PHILIBERT LE ROI DES VERS DE TERRE
Un dimanche matin, ma femme, mes enfants et moi-même, nous avons vu arriver par ce chemin en direction de la montagne de Lure, un gros ver de terre avec toute sa
nombreuse famille.
Ils chantaient tous à tue-tête, même les petits, une chanson dont nous ne comprenions pas les paroles.
Très étonné de les voir se déplacer sur le sol,
je m’approche et j’ose timidement leur demander d’où ils viennent et où ils vont ?
Le plus gros prend la parole et me dit :
«Bonjour monsieur le jardinier, ma grande famille et moi-même
Philibert, venons de la montagne de Lure.
Nous avons décidé de déménager car les hivers, chez nous, sont trop longs et trop froids, nous préférons vivre tout nu.

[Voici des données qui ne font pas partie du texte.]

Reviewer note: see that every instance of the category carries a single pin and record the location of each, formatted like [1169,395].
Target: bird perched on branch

Nous n’aimons pas mettre
des chaussettes.
Alors un matin nous avons regardé au loin et mon instinct nous a guidés vers vos jardins.
Permettez-vous que nous nous installions dans la terre de votre jardin ?
Ma
famille et moi sommes affamés. Nous n’avons pas mangé beaucoup cet hiver. Il a été rude chez nous, il y avait trop de neige, la terre était gelée. Mes enfants sont tous maigres, regardez monsieur le jardinier.
Si vous nous acceptez, je vous promets de vous aider à travailler la terre en creusant des galeries, en mangeant de la terre, des déchets végétaux…pour permettre à l’humus de se faire plus facilement
et à l’eau de bien pénétrer dans le sol.
Grâce à notre activité avec celles des bactéries et des microchampignons, les racines de vos légumes vont bien nourrir les plantes et vous
aurez de belles carottes, des salades, du beau maïs, des haricots, des fraises et des framboises… »
Je lui réponds aussitôt :
« Bienvenu dans notre jardin, nous vous accueillons avec
plaisir, car ici nous respectons la nature, nous vivons en paix avec les vers des terres, les insectes, les micros organismes, les bactéries et les microchampignons …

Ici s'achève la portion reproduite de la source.